European Firms Lead Surge in Refrigerated Shipping Demand

As global demand for refrigerated goods rises, European shipping companies are excelling in the refrigerated capacity sector. MSC currently leads globally in refrigerated container space, showing a positive growth trend compared to other major companies like CMA CGM. Although Asian enterprises started later, they are also rapidly catching up in this field.
European Firms Lead Surge in Refrigerated Shipping Demand

The global shipping industry is witnessing intensifying competition in refrigerated cargo capacity, with European carriers pulling ahead of their Asian counterparts.
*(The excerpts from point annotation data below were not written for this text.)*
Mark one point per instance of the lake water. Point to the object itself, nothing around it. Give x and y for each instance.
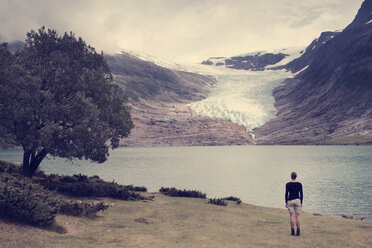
(336, 179)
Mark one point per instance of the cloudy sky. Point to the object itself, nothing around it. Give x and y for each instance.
(181, 30)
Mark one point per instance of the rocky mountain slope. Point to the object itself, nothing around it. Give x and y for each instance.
(158, 97)
(332, 96)
(256, 61)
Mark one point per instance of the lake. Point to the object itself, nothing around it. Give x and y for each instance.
(336, 179)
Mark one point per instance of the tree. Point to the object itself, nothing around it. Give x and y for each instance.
(57, 97)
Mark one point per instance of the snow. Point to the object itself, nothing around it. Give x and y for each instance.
(242, 97)
(217, 60)
(301, 70)
(293, 53)
(167, 63)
These companies are actively investing in refrigerated container fleets to better serve growing global trade demands, particularly for temperature-controlled goods.
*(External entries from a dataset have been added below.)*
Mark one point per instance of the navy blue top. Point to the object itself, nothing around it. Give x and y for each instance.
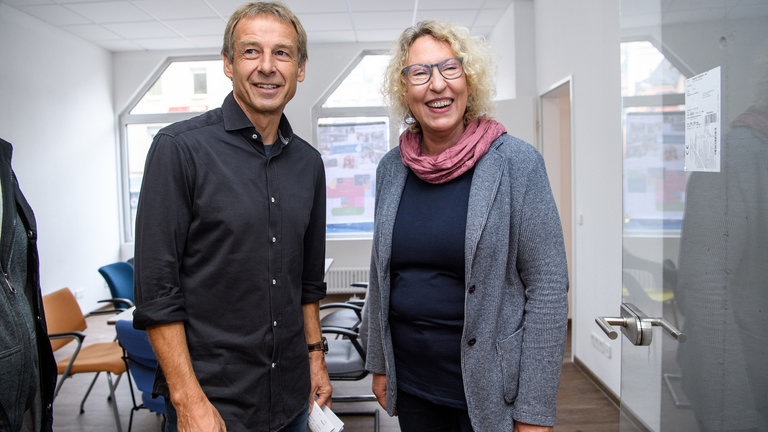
(427, 299)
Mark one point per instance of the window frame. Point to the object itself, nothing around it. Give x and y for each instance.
(125, 118)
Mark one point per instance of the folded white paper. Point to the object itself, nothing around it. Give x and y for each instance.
(322, 419)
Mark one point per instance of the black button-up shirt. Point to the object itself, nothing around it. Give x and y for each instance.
(232, 242)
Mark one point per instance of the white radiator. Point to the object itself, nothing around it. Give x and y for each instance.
(340, 279)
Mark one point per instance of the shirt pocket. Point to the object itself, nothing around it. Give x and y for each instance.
(510, 350)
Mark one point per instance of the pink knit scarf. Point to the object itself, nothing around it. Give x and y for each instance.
(457, 159)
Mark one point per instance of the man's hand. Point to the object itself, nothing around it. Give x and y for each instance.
(199, 416)
(321, 383)
(379, 387)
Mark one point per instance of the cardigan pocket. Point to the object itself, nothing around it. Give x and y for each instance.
(509, 350)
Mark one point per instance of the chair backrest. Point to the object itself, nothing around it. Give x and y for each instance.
(119, 277)
(141, 362)
(346, 356)
(62, 315)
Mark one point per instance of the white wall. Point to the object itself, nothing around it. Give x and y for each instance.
(581, 40)
(56, 109)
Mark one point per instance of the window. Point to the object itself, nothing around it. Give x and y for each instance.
(199, 82)
(654, 138)
(179, 90)
(353, 131)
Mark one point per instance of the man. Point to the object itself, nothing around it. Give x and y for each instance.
(27, 365)
(230, 245)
MSC, the world's largest container line, maintains its market leadership with an extensive reefer container inventory. Latest data reveals MSC currently operates 651,000 refrigerated container slots, representing 23.3% of its total fleet capacity. This marks a nearly 12% year-over-year increase in reefer plug capacity, demonstrating the company's continued expansion in cold chain logistics.
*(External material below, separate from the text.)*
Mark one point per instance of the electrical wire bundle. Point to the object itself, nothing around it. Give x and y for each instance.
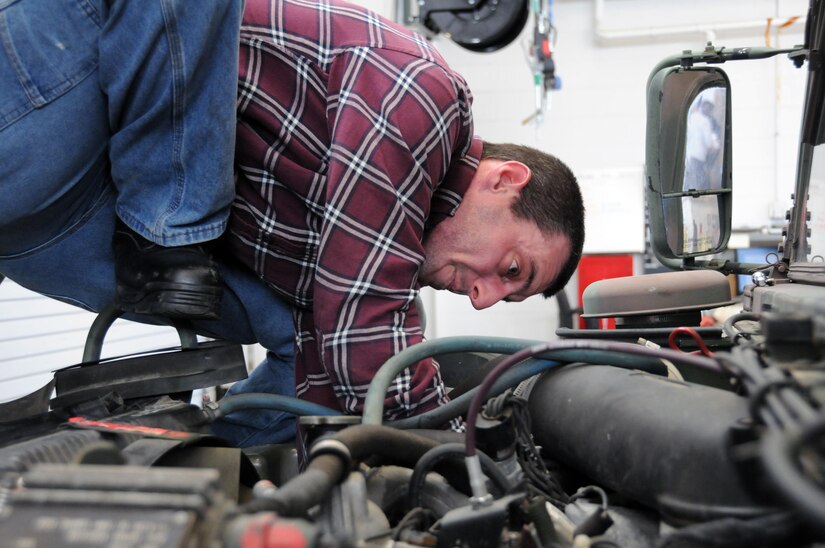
(792, 444)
Alphaliner's analysis suggests that if all reefer slots were fully loaded with 40-foot refrigerated containers, shipping companies could dedicate one-fifth of their total capacity to temperature-controlled cargo. This statistic underscores the growing importance of refrigerated capabilities in current and future maritime markets.

CMA CGM has similarly achieved a 10% growth in reefer capacity, with refrigerated vessels now constituting 23% of its total fleet. This performance places the French carrier on par with other major players like Maersk, Hapag-Lloyd, and HMM in refrigerated shipping capabilities.

The annual Alphaliner report notes a general positive correlation between reefer capacity and overall fleet size, though exceptions exist. ZIM Integrated Shipping Services ranks eighth in refrigerated container transport, ahead of Yang Ming and HMM, yet maintains a relatively modest market share.

Meanwhile, Asian carriers including COSCO and ONE show promising growth despite currently lower reefer capacity ratios of 16% and 18.5% respectively. Both companies have achieved double-digit growth in the past year, with newer vessels typically equipped with more reefer plugs, signaling their potential in the expanding cold chain market.

This upward trend in refrigerated capacity demonstrates shipping companies' market foresight and adaptability to evolving customer needs. For the international logistics sector, these developments present both new opportunities and challenges in maintaining cargo safety and quality during maritime transport.